I would call the range ‘sufficient’. If you are in line of sight from each-other, without obstacles in between, the range is more than enough. I estimate around 800 meters / 0.5 mi. However if there are obstacles, even dense vegetation, the range decreases fast. When we were riding in the mountains, and Tom disappeared around a corner, it didn’t last long before the connection would drop. I’d say that with obstacles the range drops to about 200 to 300 meters / 650 to 1000 ft. Still enough to warn for oncoming traffic, a turtle crossing the road (yes… this happened), potholes, cows, goats and other dangers on the road, but you’ll have to stay close to one-another. I’m not sure if Mesh is any better at this. If you have a mesh intercom, please feel free to leave a comment.

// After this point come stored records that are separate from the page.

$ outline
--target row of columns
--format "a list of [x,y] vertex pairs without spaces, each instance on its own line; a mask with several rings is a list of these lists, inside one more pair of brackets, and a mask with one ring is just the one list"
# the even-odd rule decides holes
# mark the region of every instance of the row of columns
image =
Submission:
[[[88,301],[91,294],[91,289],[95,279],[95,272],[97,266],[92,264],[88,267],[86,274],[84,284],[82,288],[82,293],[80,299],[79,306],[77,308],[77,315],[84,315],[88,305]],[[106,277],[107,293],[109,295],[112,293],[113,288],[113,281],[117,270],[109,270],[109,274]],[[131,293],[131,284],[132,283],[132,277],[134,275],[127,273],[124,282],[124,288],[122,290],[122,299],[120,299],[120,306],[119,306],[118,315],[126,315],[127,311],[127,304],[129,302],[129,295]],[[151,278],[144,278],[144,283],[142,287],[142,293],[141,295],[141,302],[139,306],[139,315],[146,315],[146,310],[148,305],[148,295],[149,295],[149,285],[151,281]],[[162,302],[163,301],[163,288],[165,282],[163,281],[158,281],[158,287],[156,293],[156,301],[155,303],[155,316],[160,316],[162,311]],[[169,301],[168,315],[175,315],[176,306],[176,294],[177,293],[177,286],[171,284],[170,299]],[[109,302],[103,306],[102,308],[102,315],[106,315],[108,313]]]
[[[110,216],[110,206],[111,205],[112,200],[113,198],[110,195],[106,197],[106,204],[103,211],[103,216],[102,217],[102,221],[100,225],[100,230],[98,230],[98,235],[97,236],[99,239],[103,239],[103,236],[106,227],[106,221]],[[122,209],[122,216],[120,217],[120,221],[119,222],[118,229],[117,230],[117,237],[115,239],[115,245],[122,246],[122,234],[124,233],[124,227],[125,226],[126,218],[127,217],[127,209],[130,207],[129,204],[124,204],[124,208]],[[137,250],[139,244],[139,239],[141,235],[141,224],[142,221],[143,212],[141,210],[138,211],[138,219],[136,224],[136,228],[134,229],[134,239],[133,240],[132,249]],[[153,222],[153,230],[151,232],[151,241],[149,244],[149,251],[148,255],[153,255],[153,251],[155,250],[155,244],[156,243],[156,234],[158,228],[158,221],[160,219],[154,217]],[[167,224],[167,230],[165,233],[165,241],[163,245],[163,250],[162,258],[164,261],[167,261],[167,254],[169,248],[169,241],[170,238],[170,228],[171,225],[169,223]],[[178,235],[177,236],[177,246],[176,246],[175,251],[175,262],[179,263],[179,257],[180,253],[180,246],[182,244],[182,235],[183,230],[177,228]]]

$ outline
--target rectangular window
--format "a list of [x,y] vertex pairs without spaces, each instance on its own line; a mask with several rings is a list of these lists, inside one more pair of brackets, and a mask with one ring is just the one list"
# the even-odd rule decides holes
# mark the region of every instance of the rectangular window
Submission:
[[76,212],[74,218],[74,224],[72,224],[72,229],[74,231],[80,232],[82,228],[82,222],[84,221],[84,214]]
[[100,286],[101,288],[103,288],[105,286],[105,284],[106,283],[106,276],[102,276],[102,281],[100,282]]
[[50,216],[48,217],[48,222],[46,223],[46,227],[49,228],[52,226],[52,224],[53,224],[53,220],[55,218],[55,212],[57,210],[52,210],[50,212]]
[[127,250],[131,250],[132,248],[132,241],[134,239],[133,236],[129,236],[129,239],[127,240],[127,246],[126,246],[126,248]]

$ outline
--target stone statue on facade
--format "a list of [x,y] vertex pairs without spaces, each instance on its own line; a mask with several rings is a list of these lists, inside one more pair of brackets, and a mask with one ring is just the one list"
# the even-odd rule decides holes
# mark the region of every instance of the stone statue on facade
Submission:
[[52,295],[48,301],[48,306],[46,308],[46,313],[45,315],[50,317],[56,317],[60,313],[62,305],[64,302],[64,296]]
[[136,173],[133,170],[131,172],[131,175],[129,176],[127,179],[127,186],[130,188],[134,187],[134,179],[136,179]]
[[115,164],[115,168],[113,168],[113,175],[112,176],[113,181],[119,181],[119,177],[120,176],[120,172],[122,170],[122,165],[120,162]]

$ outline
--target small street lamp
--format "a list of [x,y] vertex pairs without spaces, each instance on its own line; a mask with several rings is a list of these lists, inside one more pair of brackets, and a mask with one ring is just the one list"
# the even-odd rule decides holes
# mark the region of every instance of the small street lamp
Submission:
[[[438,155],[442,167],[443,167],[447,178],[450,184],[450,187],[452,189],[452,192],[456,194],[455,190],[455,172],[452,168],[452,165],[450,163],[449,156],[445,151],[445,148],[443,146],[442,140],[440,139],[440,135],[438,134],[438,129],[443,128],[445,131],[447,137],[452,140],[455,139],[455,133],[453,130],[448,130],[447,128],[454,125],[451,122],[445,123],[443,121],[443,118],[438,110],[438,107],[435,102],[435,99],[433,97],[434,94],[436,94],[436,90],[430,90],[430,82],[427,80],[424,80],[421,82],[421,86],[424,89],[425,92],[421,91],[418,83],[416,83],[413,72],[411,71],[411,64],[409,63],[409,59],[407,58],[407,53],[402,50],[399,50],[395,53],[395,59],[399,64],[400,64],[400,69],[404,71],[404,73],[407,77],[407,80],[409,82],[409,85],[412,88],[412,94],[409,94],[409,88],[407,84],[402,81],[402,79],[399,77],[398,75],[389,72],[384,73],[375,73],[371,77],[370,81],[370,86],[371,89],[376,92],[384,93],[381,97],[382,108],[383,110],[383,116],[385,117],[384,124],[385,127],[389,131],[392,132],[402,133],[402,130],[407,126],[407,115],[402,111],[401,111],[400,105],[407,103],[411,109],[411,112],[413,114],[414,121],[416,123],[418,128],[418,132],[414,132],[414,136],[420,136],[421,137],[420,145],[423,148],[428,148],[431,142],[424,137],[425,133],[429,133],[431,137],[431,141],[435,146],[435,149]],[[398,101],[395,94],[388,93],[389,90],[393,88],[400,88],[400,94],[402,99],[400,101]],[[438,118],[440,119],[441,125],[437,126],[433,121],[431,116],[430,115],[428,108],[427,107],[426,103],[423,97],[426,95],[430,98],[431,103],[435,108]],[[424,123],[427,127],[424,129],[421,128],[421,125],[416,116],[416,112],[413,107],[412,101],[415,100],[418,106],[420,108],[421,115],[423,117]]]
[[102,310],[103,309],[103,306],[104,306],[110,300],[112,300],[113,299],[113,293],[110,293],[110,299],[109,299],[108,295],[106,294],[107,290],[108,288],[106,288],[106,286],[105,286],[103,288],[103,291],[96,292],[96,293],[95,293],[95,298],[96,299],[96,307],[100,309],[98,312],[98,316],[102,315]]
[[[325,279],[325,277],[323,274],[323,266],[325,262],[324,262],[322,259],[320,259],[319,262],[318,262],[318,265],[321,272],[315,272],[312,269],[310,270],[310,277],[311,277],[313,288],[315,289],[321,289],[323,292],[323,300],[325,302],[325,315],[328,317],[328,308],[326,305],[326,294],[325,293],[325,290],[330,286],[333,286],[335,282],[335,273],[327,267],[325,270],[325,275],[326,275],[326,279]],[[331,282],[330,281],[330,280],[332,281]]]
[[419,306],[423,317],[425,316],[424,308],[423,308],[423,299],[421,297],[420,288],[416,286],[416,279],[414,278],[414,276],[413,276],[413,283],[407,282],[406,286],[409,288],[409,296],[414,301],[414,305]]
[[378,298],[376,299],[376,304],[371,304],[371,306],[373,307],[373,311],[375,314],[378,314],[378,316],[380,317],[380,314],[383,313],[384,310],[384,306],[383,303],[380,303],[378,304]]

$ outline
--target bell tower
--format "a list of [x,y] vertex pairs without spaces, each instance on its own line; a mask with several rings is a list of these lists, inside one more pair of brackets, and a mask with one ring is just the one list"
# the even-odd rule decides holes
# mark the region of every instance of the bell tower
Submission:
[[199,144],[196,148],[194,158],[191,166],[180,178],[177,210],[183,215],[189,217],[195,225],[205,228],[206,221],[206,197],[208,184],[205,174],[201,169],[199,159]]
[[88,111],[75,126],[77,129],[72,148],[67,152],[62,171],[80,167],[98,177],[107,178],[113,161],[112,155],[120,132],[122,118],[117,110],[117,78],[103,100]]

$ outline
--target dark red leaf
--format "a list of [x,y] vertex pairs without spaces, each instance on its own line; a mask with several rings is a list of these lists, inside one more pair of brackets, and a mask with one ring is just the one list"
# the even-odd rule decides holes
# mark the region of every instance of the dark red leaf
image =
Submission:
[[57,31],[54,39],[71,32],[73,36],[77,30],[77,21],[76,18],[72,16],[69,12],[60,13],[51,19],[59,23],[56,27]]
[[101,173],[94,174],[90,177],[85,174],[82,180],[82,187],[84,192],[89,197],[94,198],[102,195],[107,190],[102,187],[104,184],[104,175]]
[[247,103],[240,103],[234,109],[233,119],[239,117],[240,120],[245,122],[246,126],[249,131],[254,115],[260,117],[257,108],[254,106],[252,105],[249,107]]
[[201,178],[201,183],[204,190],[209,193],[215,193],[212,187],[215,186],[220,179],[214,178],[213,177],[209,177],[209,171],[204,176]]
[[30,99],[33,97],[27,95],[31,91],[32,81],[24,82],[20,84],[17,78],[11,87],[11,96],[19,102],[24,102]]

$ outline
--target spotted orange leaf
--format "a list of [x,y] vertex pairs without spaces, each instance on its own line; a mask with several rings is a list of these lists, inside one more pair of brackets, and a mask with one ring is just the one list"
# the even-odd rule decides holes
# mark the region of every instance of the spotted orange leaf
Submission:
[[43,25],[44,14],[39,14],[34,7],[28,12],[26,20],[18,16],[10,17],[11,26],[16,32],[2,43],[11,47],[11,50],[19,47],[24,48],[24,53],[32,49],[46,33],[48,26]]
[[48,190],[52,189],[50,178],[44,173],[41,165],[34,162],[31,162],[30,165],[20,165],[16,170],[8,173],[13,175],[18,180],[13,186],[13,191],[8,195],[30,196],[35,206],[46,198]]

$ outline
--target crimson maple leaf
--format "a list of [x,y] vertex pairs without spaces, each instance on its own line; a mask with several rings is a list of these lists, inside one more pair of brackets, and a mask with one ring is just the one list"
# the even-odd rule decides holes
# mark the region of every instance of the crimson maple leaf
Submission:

In the city the range is also a bit shorter due to traffic and buildings when going around corners, but since you stay pretty close to one another in these scenarios anyway this was not a problem for us. In fact… in the city and busy traffic the intercom turned out to be a very useful thing. Especially if only one of you has navigation and/or knows the way.
Auto-reconnecting does work, but to my taste the reconnection-attempt interval is a bit too long. Tom typically rides a bit faster than me, so whenever he got away from me I could hear my Cardo say “Rider A unavailable“. This was followed by the occasional beep every 15 seconds or so, indicating that the Cardo was trying to reconnect. Then I would see Tom again, and he’d be closer than 800 meters / 0.5 mi. More like 300 meters / 1000 ft or sometimes even 200 meters / 650 ft, and only at that point would the intercoms reconnect. I’m not sure how it works, but seems to me the Cardo tries to reconnect every X seconds. Perhaps that X should be a bit lower.
I’d say battery life is more than enough. Officially battery life is 13 hours. On our longest riding day (8 hours) my unit had 25% battery left. Of those 8 hours we were using the intercom for maybe 1 to 2 hours in total (we did not leave the intercom open all the time), and I listened to music for about 4 hours. Even if a full charge would not get you through a riding day, the unit charges really fast. According to the documentation a 20 min charge will give you an additional 2 hours. And if even that doesn’t get you through the day, you can charge the unit while using it. It simply requires a 5V connection (the port on the unit is a USB-C port).
If you are only interested in listening to music (and not the intercom functionality) then perhaps one of the lower models would suite you well enough (by far, the commands I used most were ‘hey Cardo call intercom‘ and ‘hey Cardo end intercom‘). Or, if you ride in bigger groups, then perhaps you are better off with a Mesh model. (Side note: Sena Mesh is not compatible with Cardo Mesh)
But, if you, like me and Tom, ride in small groups of up to 4 people and would like to use an intercom, then I would fully recommend the Cardo Freecom 4x . I have no regrets about this purchase. In fact, this was probably one of the best motorcycle related products I bought in a long time. It just works as advertised. And again, I would definitely recommend the 4x over the 2x or spirit models, simply because of the Voice Commands / Natural Voice.